How Marketing Communications Can Help Ensure Adoption of a COVID-19 Vaccine
- Understand the audiences, grasp the why. As is the case with any other campaign or brand launch, we first have to understand the audiences. In this case, think anti-vaccine groups as a start, but we then have to look at political belief systems, groups disproportionately impacted by the virus, community sentiments and so much more. With each group, beyond identifying and understanding who they are and how they think, we need to seek to understand why they think what they think in order to communicate in a meaningful way.
- Get ahead of the challenges. Early trials already show that some vaccines produce a response that includes fever and other side effects. While this is completely normal, it won’t come across that way if not proactively shared. You can already see the headlines of some articles or ill-informed social posts that could further solidify anti-vaccine stances or even make those previously on board begin to question. The reality is the more information that can be shared proactively in the right places and at the right times, the more the conversation can be controlled.
- Make it relatable with the right voices and stories. Great storytelling can create emotion, make us reconsider a belief and call us to act in a deeper way than when simply told to do something. Especially when we examine different audience segments and demographics, creating powerful stories delivered by trusted individuals will be a critical driver. Many cities, hospitals and health systems are already calling on well-known local or national figures to deliver messages around prevention, and this will certainly be the case in conversations about vaccine adoption.
- Avoid one size fits all. When considering education and awareness for COVID-19 vaccines, it’s like multiple campaigns within campaigns. And this couldn’t be more true for the marketing mix that will need to be employed for each audience. What channels does each target segment use the most? What types of communication and tone work the best? What words would they most likely search? It will be different from one group to the next, so to create true perception change, a carefully tailored approach is core to getting upstream.

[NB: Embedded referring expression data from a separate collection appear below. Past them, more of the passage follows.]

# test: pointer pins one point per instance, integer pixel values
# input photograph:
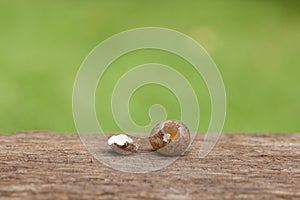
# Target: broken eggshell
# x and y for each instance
(123, 144)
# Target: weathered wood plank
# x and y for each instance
(46, 165)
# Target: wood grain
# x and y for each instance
(46, 165)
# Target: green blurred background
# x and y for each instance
(255, 44)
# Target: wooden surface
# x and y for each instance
(45, 165)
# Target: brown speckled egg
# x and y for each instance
(170, 138)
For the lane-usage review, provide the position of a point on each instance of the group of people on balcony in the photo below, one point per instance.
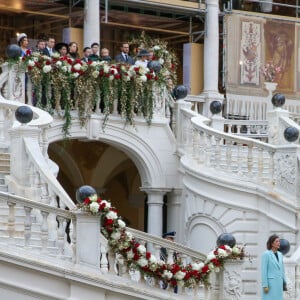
(90, 53)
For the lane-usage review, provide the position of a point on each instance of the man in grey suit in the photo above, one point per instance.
(124, 56)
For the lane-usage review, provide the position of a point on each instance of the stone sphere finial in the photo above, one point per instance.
(278, 100)
(24, 114)
(180, 92)
(284, 246)
(291, 134)
(215, 107)
(83, 192)
(13, 51)
(226, 239)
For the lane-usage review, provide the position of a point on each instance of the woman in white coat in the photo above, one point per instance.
(273, 276)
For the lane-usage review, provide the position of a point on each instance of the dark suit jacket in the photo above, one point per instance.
(120, 58)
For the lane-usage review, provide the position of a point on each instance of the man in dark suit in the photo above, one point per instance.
(124, 56)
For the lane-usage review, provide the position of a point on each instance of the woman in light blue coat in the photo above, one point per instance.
(273, 276)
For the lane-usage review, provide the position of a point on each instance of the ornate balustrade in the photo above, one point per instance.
(244, 158)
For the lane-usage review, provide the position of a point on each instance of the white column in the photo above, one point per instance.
(155, 203)
(91, 27)
(211, 55)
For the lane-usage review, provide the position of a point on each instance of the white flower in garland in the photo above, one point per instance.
(236, 250)
(143, 262)
(106, 69)
(161, 61)
(75, 75)
(106, 203)
(143, 78)
(47, 69)
(77, 67)
(152, 259)
(222, 253)
(95, 74)
(31, 63)
(129, 235)
(179, 275)
(93, 198)
(130, 255)
(197, 266)
(210, 256)
(64, 69)
(111, 215)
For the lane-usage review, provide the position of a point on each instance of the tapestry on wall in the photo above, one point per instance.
(280, 50)
(250, 55)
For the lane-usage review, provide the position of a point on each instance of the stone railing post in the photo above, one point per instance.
(16, 84)
(88, 240)
(275, 133)
(232, 280)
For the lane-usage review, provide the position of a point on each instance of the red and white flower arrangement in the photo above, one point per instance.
(136, 255)
(270, 71)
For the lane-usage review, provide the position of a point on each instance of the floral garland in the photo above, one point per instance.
(137, 257)
(66, 83)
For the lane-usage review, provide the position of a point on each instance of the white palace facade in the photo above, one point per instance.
(199, 170)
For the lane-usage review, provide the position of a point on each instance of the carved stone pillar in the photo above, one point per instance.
(211, 56)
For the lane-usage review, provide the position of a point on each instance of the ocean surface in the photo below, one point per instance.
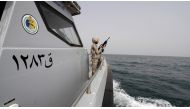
(150, 80)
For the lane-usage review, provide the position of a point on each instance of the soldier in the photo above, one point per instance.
(95, 54)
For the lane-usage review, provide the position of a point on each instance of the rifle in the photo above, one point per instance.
(103, 44)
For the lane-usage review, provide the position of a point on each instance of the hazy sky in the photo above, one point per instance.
(139, 28)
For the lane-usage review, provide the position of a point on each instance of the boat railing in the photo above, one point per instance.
(88, 83)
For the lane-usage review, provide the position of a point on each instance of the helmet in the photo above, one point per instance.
(95, 39)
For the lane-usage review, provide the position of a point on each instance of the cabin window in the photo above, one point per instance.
(59, 25)
(2, 7)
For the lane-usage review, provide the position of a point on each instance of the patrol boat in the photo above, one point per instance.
(43, 61)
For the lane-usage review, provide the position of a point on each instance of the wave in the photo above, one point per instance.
(122, 99)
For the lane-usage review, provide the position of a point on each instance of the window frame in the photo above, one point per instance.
(38, 3)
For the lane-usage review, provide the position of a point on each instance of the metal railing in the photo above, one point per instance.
(88, 83)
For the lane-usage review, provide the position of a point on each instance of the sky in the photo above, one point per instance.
(137, 28)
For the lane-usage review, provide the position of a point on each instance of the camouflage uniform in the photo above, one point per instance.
(95, 55)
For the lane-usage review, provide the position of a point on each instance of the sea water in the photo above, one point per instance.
(150, 80)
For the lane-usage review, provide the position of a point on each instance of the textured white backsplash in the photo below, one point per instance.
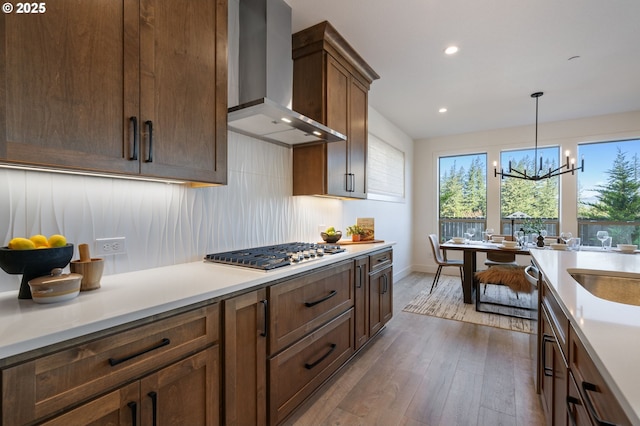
(163, 223)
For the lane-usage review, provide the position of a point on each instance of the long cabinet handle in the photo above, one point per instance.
(590, 387)
(116, 361)
(571, 402)
(134, 124)
(154, 407)
(265, 329)
(322, 358)
(134, 412)
(149, 125)
(546, 338)
(329, 296)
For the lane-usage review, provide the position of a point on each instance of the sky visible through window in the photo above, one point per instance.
(598, 158)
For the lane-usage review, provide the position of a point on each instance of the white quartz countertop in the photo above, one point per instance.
(610, 331)
(127, 297)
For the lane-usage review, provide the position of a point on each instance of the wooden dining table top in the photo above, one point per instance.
(485, 247)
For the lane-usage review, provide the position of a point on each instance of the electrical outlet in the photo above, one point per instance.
(109, 246)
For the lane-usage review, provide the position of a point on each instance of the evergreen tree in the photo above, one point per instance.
(476, 190)
(451, 193)
(619, 198)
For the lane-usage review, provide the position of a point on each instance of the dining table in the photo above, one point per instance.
(470, 250)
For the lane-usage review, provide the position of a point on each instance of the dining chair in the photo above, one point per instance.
(500, 258)
(442, 261)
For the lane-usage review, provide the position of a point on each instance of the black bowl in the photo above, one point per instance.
(33, 263)
(331, 238)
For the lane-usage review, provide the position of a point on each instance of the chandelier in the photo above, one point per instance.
(568, 167)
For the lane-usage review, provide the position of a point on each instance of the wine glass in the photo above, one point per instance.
(602, 236)
(489, 233)
(471, 232)
(566, 237)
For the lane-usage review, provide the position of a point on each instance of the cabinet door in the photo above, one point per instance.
(338, 82)
(576, 410)
(554, 383)
(245, 359)
(357, 139)
(117, 408)
(386, 298)
(361, 302)
(184, 393)
(69, 85)
(376, 287)
(183, 89)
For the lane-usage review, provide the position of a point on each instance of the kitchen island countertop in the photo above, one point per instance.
(123, 298)
(608, 330)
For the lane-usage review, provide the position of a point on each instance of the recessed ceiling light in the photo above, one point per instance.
(451, 50)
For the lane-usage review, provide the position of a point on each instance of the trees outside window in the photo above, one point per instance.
(609, 192)
(536, 199)
(462, 194)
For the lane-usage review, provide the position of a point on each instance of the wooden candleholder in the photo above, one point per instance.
(90, 268)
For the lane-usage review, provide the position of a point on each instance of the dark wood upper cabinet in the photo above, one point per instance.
(136, 87)
(331, 84)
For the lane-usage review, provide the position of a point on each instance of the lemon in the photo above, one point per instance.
(57, 240)
(40, 241)
(21, 244)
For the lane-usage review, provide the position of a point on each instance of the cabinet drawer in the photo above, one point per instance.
(558, 319)
(303, 304)
(380, 260)
(296, 372)
(54, 382)
(597, 397)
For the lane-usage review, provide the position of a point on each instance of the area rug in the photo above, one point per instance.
(446, 302)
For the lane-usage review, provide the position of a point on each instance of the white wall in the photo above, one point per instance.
(166, 224)
(566, 134)
(393, 220)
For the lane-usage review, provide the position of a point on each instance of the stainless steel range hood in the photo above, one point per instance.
(265, 79)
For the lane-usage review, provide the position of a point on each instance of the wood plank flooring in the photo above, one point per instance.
(424, 370)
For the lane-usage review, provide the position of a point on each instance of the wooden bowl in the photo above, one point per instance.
(331, 238)
(33, 263)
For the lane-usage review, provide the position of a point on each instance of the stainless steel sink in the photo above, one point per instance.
(612, 286)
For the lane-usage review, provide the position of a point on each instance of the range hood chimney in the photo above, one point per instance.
(266, 79)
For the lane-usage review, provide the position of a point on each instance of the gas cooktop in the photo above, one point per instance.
(271, 257)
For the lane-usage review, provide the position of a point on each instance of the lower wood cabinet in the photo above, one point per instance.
(595, 396)
(172, 364)
(185, 393)
(361, 296)
(572, 389)
(298, 371)
(576, 411)
(245, 331)
(553, 386)
(300, 305)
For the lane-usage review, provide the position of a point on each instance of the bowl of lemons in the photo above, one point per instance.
(34, 257)
(330, 235)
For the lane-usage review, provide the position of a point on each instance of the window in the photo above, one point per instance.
(385, 171)
(609, 192)
(462, 194)
(521, 199)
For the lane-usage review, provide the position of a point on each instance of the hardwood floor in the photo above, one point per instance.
(424, 370)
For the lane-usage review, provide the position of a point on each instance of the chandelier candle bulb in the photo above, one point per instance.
(568, 167)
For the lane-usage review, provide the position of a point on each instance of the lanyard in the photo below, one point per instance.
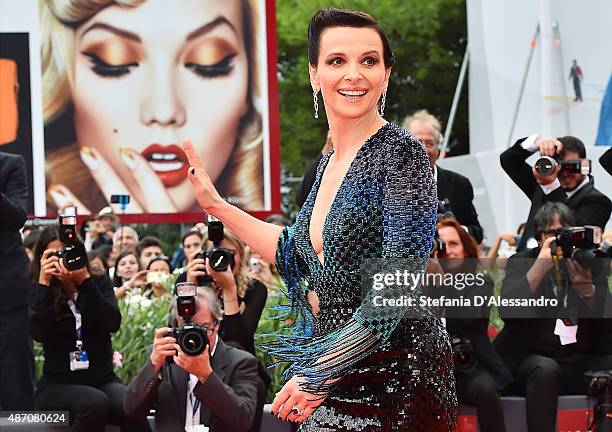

I’m not a scientist. I can’t speak to all the facts and figures related to vaccination effectiveness or herd immunity, nor do I have the ability to determine how the critical players will work together or independently to create a sense of personal responsibility in order for people to seek the vaccine. But I do know if we’ve learned anything from how polarizing and difficult it’s been to convince people to wear a mask, there is equal risk and opportunity when it comes to paving the way for a COVID-19 vaccine. There’s no better time to get upstream and launch the best public health campaign for everyone’s sake.